From 46ac3beea9c9e52343d39349245d9f353c9628c4 Mon Sep 17 00:00:00 2001
From: kingbri <bdashore3@proton.me>
Date: Sun, 7 Apr 2024 11:17:55 -0400
Subject: [PATCH] Templates: Support list style chat_template keys

HuggingFace updated transformers to provide templates in a list for
tokenizers. Update to support this new format.

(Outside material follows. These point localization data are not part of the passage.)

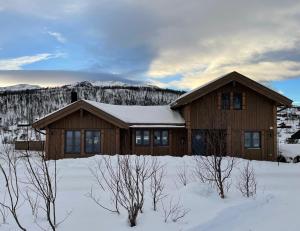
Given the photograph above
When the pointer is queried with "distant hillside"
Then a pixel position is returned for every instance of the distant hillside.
(17, 104)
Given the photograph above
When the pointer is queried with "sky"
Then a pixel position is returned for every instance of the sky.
(171, 43)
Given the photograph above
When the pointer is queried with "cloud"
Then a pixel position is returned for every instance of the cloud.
(18, 63)
(58, 36)
(197, 40)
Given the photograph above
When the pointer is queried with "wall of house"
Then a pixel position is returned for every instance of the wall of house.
(258, 114)
(177, 143)
(80, 120)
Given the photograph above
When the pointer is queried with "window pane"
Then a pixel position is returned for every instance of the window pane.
(225, 101)
(165, 137)
(247, 139)
(256, 139)
(237, 101)
(72, 142)
(92, 142)
(138, 138)
(157, 140)
(146, 137)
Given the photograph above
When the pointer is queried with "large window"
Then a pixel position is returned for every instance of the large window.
(142, 137)
(237, 101)
(252, 140)
(92, 141)
(161, 137)
(72, 141)
(225, 101)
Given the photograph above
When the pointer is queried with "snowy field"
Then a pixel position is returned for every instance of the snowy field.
(276, 205)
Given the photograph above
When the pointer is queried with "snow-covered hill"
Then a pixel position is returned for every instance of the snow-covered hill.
(19, 87)
(27, 105)
(275, 206)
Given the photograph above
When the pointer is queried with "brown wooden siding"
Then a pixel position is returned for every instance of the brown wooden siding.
(177, 143)
(257, 115)
(80, 120)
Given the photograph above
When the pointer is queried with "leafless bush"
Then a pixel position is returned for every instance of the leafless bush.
(3, 214)
(247, 181)
(34, 203)
(42, 181)
(214, 167)
(173, 210)
(9, 162)
(215, 170)
(182, 175)
(157, 184)
(108, 179)
(125, 182)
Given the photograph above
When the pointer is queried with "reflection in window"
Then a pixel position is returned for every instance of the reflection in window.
(237, 101)
(225, 101)
(142, 137)
(72, 141)
(252, 140)
(161, 137)
(92, 141)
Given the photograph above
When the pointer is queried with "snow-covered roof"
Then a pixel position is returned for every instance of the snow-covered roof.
(135, 114)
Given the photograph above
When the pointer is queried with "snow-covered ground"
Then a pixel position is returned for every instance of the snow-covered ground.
(275, 207)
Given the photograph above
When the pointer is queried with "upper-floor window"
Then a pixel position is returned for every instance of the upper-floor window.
(252, 140)
(142, 137)
(72, 141)
(161, 137)
(92, 141)
(237, 101)
(225, 101)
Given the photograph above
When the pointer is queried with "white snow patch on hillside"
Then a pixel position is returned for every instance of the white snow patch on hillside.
(274, 208)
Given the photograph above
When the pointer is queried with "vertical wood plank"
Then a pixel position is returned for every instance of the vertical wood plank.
(244, 101)
(117, 131)
(62, 154)
(170, 141)
(82, 142)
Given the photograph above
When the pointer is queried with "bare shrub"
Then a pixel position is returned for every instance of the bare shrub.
(125, 182)
(173, 210)
(9, 162)
(34, 203)
(216, 170)
(42, 182)
(182, 175)
(214, 167)
(3, 215)
(157, 184)
(247, 181)
(108, 179)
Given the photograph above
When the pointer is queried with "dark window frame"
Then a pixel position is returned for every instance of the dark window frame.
(73, 142)
(160, 137)
(142, 131)
(225, 106)
(240, 96)
(85, 141)
(252, 140)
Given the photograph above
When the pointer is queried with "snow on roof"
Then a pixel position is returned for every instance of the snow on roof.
(134, 114)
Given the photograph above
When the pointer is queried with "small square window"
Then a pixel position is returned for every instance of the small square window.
(161, 137)
(237, 101)
(225, 101)
(72, 141)
(142, 137)
(252, 140)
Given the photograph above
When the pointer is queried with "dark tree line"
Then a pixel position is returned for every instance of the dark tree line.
(16, 106)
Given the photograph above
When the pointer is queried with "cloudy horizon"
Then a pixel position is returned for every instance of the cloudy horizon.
(170, 43)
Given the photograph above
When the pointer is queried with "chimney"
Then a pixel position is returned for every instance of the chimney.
(74, 97)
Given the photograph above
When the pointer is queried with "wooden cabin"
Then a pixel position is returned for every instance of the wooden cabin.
(233, 113)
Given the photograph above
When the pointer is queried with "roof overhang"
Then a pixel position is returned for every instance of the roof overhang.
(73, 107)
(233, 76)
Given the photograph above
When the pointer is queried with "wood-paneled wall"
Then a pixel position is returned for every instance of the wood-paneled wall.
(257, 114)
(80, 120)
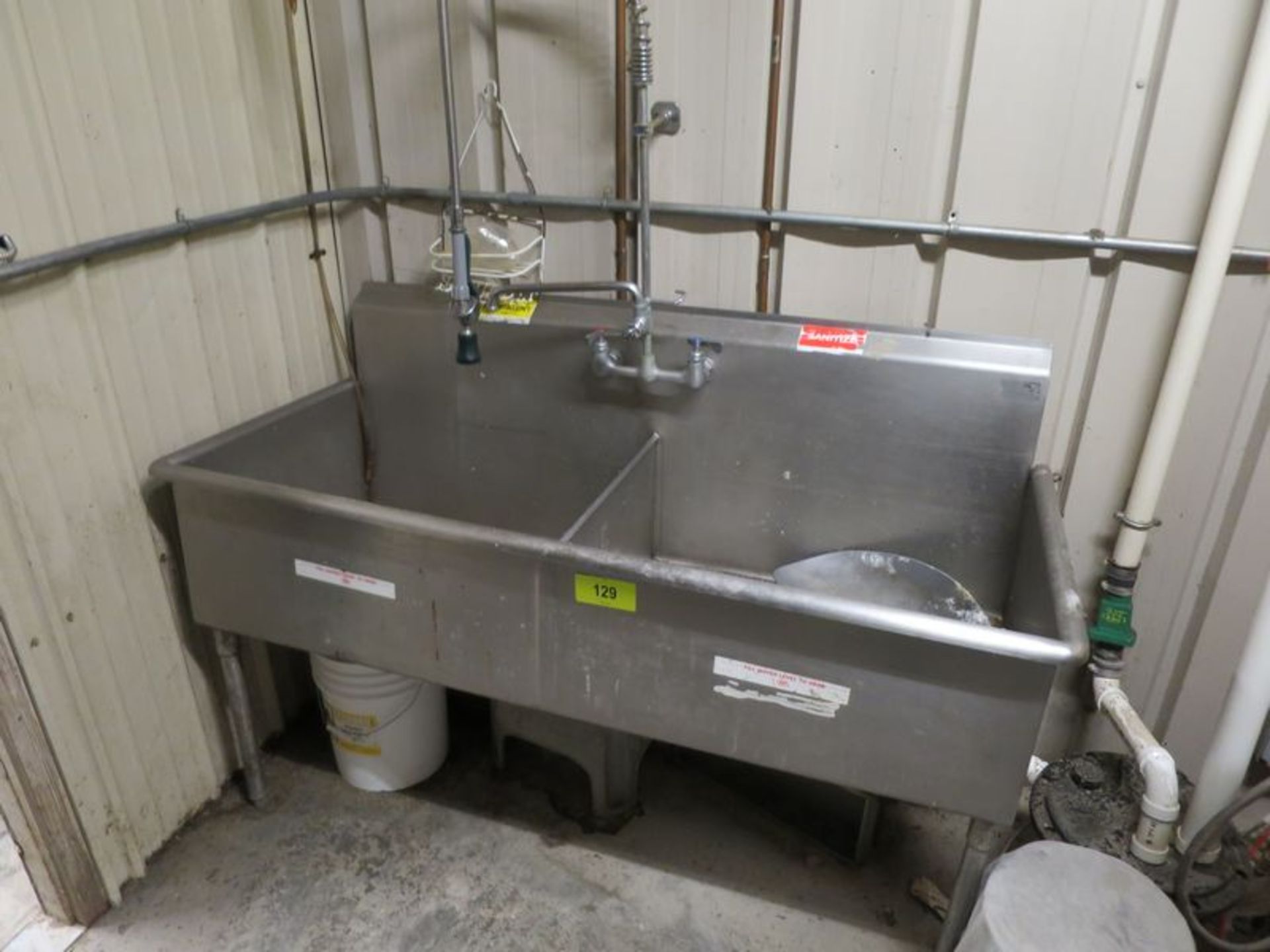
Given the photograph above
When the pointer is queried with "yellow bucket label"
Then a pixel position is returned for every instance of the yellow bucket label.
(352, 721)
(606, 593)
(355, 748)
(511, 310)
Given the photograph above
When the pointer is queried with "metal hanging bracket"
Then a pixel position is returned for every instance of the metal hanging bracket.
(667, 118)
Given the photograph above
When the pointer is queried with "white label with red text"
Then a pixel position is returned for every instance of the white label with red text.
(824, 339)
(792, 691)
(346, 579)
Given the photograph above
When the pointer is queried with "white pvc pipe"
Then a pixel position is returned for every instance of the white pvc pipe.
(1226, 210)
(1238, 730)
(1160, 804)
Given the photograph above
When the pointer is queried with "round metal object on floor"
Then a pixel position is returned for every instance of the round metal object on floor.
(1093, 800)
(1057, 898)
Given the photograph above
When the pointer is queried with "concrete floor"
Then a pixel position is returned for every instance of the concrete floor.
(472, 859)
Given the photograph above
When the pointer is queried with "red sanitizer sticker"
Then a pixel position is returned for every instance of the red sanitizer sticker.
(824, 339)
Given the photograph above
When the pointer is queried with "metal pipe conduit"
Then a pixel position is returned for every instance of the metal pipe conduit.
(1090, 241)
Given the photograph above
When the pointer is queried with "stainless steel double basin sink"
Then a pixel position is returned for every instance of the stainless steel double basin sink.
(586, 547)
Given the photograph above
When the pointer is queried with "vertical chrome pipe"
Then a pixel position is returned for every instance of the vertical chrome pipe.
(642, 78)
(447, 93)
(621, 145)
(460, 290)
(646, 200)
(240, 714)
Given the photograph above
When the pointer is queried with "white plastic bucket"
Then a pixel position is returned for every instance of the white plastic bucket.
(389, 731)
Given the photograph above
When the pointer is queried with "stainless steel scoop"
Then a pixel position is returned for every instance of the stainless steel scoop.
(884, 579)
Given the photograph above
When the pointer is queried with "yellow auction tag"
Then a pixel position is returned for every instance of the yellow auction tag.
(606, 593)
(511, 310)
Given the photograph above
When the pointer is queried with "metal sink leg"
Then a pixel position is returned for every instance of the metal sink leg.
(610, 758)
(984, 843)
(240, 714)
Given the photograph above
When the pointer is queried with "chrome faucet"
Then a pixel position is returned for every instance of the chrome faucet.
(661, 120)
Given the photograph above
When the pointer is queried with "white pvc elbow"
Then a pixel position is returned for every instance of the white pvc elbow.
(1160, 799)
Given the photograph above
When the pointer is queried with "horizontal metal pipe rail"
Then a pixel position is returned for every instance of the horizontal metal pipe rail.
(1085, 241)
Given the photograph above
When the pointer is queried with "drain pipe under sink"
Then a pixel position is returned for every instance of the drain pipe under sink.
(1160, 804)
(1113, 630)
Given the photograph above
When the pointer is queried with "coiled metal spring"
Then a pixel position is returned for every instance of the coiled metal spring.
(642, 48)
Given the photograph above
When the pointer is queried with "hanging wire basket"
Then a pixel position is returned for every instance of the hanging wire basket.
(503, 245)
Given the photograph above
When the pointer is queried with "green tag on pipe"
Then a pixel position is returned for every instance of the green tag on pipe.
(1114, 622)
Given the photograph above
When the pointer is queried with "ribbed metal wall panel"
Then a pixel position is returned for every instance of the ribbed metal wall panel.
(1070, 116)
(116, 117)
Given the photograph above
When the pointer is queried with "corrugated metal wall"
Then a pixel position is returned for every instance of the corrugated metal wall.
(116, 116)
(1067, 116)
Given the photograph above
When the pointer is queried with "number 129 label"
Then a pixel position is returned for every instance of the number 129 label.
(606, 593)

Providing the name
of a template for the "prompt_template" value in config.yml will also
look inside the template list.

In addition, log if there's a template exception, but continue model
loading since it shouldn't shut down the application.

Signed-off-by: kingbri <bdashore3@proton.me>
---
 backends/exllamav2/model.py | 31 +++++++++++++-----
 common/templating.py        | 63 ++++++++++++++++++++++++++++++-------
 config_sample.yml           |  4 ++-
 3 files changed, 78 insertions(+), 20 deletions(-)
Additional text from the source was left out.